Rebecca sighs and shakes her head. "I wish she'd choose Malachi instead. He only has one male relative, and that boy is only ten. If she married him, she'd just have to have one husband for the next six years."
"With four husbands," Ammon replies, "she'll have more children. She'll be a Grand Lifegiver. She'll reach a higher spiritual plane. Don't you want that for her? Or have you become a doubter?"
"No! No!" Rebecca swears. "I haven't become a doubter. Of course I want that for her."
"Good. Because the Prophet is preaching again tomorrow through the radio, and I'd hate to have to report you as a doubter."
"I'm not," she says shakily. "I'm not a doubter! I just want what's best for our daughter."
"Like you wanted what was best for your son Esau? Maybe you planted those doubts in his mind."

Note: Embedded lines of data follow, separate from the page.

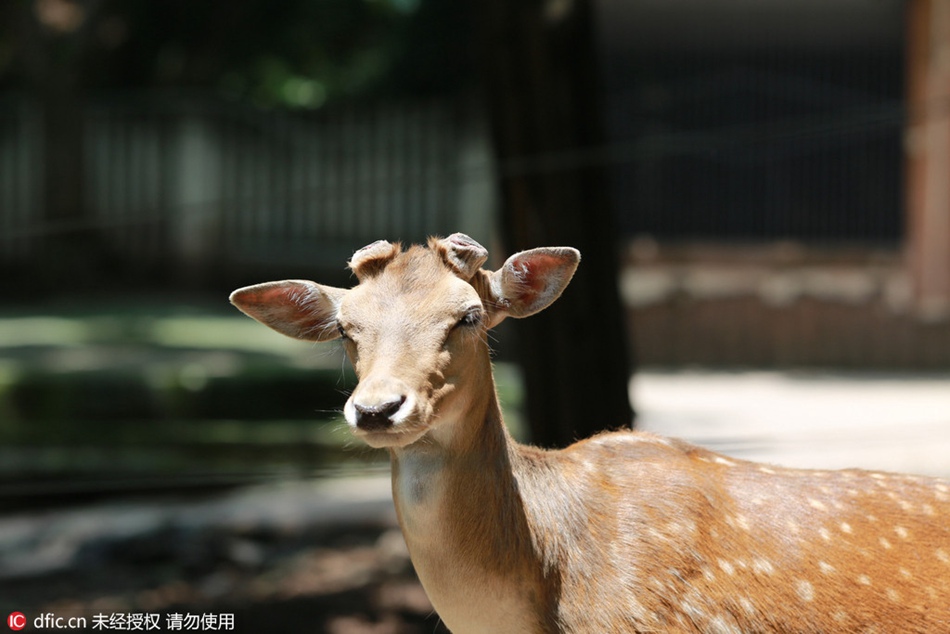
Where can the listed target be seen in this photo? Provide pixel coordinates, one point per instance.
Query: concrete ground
(813, 420)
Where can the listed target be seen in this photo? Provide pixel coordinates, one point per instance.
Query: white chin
(390, 439)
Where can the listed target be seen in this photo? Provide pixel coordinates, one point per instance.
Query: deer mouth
(384, 422)
(394, 437)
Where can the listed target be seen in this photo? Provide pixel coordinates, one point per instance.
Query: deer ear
(530, 281)
(296, 308)
(372, 258)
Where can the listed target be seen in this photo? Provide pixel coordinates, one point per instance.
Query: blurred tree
(540, 70)
(272, 53)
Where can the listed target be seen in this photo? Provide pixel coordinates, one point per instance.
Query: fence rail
(202, 183)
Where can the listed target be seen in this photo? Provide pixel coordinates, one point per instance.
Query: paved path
(892, 423)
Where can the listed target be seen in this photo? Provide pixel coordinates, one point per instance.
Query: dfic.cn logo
(16, 621)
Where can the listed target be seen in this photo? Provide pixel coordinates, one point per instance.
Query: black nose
(379, 416)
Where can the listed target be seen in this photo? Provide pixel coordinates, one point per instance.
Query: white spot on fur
(817, 504)
(806, 591)
(747, 605)
(727, 567)
(763, 566)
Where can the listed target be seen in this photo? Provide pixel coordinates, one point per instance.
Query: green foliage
(290, 53)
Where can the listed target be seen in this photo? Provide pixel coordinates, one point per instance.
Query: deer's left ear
(531, 280)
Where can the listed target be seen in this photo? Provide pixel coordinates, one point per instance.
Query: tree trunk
(540, 73)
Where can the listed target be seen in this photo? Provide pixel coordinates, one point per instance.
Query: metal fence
(201, 182)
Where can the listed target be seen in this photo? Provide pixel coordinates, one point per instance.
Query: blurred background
(760, 192)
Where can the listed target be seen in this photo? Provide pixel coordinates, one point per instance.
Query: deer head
(415, 326)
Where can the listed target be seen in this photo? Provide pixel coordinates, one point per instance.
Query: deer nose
(377, 416)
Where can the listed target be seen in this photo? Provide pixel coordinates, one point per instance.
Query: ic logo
(16, 621)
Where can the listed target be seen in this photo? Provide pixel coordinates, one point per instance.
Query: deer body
(622, 532)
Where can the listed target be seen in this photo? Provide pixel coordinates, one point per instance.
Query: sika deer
(623, 532)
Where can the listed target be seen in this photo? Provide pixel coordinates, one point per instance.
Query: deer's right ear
(296, 308)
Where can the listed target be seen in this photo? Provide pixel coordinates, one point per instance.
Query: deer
(624, 531)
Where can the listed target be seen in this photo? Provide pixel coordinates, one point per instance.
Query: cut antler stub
(463, 254)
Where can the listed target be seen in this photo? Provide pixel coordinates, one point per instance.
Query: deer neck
(464, 521)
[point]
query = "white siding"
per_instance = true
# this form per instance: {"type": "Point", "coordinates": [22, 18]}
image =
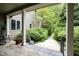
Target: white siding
{"type": "Point", "coordinates": [29, 17]}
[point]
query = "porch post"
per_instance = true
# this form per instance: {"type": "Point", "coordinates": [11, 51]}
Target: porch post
{"type": "Point", "coordinates": [8, 25]}
{"type": "Point", "coordinates": [69, 28]}
{"type": "Point", "coordinates": [23, 28]}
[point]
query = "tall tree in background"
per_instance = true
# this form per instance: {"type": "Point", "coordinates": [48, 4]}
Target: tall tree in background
{"type": "Point", "coordinates": [52, 17]}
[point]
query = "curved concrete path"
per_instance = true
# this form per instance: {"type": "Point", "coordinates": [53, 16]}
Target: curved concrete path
{"type": "Point", "coordinates": [50, 43]}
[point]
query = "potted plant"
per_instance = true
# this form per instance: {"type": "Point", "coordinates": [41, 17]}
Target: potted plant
{"type": "Point", "coordinates": [18, 39]}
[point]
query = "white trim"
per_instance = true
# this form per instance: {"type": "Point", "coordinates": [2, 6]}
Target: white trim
{"type": "Point", "coordinates": [69, 28]}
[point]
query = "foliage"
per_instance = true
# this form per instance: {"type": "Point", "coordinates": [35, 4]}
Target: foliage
{"type": "Point", "coordinates": [59, 32]}
{"type": "Point", "coordinates": [76, 14]}
{"type": "Point", "coordinates": [52, 17]}
{"type": "Point", "coordinates": [76, 40]}
{"type": "Point", "coordinates": [37, 34]}
{"type": "Point", "coordinates": [18, 39]}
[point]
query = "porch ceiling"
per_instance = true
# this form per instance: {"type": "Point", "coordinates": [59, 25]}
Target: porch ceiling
{"type": "Point", "coordinates": [6, 8]}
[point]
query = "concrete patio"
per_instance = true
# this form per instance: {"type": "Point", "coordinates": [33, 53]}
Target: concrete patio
{"type": "Point", "coordinates": [10, 49]}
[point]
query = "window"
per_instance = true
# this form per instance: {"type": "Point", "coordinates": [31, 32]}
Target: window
{"type": "Point", "coordinates": [13, 24]}
{"type": "Point", "coordinates": [18, 25]}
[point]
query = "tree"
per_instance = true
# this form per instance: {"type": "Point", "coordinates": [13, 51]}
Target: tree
{"type": "Point", "coordinates": [52, 17]}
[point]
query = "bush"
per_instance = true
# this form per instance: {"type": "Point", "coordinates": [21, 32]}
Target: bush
{"type": "Point", "coordinates": [37, 34]}
{"type": "Point", "coordinates": [18, 39]}
{"type": "Point", "coordinates": [76, 40]}
{"type": "Point", "coordinates": [59, 32]}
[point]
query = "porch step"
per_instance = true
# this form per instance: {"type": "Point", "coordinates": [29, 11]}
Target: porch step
{"type": "Point", "coordinates": [49, 52]}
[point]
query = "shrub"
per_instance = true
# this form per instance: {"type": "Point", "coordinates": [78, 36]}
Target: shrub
{"type": "Point", "coordinates": [37, 34]}
{"type": "Point", "coordinates": [18, 39]}
{"type": "Point", "coordinates": [59, 32]}
{"type": "Point", "coordinates": [76, 40]}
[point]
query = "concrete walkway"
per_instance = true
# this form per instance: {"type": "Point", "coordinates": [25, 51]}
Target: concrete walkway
{"type": "Point", "coordinates": [50, 43]}
{"type": "Point", "coordinates": [10, 49]}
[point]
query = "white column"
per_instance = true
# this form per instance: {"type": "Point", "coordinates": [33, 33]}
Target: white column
{"type": "Point", "coordinates": [69, 28]}
{"type": "Point", "coordinates": [23, 28]}
{"type": "Point", "coordinates": [8, 26]}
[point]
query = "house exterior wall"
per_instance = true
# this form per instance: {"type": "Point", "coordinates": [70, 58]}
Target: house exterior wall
{"type": "Point", "coordinates": [30, 16]}
{"type": "Point", "coordinates": [2, 21]}
{"type": "Point", "coordinates": [14, 33]}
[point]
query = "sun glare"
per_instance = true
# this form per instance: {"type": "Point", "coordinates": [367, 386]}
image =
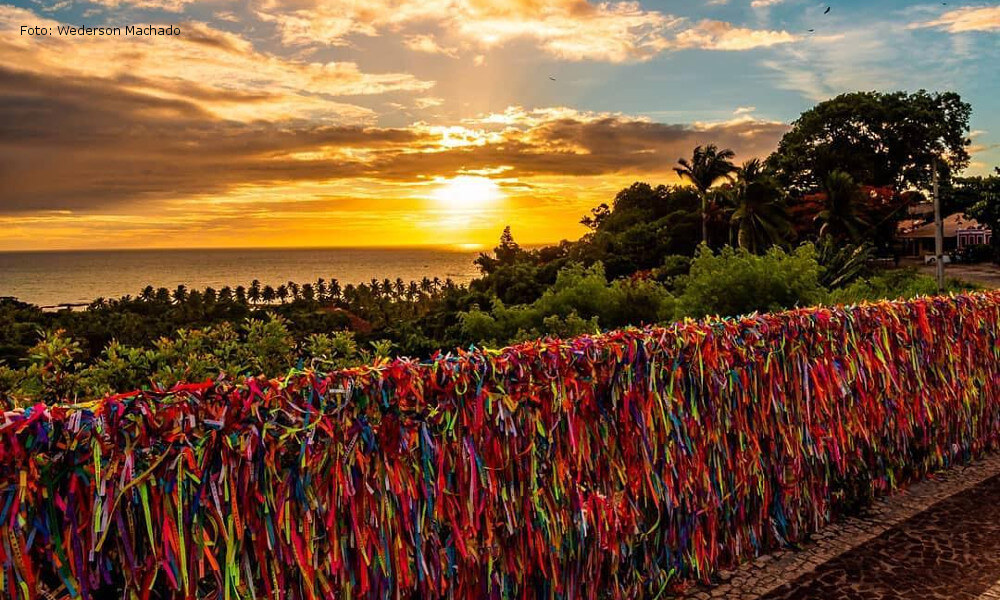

"No, I didn't! He was a just a little boy when he said those things. He was only eight. He wasn't thinking!"
"He was a pretender," Ammon says. "That's what the Prophet judged. That's why he never came back. I hope you're not a pretender, too." The man paces away, his footsteps echoing on the marble hall.
The woman grips the rail and stares into the pool of bright blue water below.
Carol draws back, re-tapes the hole, and they move on. When they're safe behind the soundproof walls again, she asks, "If the Prophet talks to them through the radio, how can they not know she's a woman?"
"Dunno."
"Are you sure you read those tracks right?"
"Hell, maybe she use a voice distorter. But them tracks – they either belong to a woman, or a damn small man. Shoe size weren't more than a seven and a half. 'N she was a diagonal walker. When men walk like that…just looks diff'rn."
"How would a woman have known about the tunnels under the Temple? There were no women in Mormon leadership, were there?"
"Dunno," Daryl mutters. "But I know 's gettin' near sunset. Let's get in position under the altar. Let's jump this bitch when she comes for her offerin'."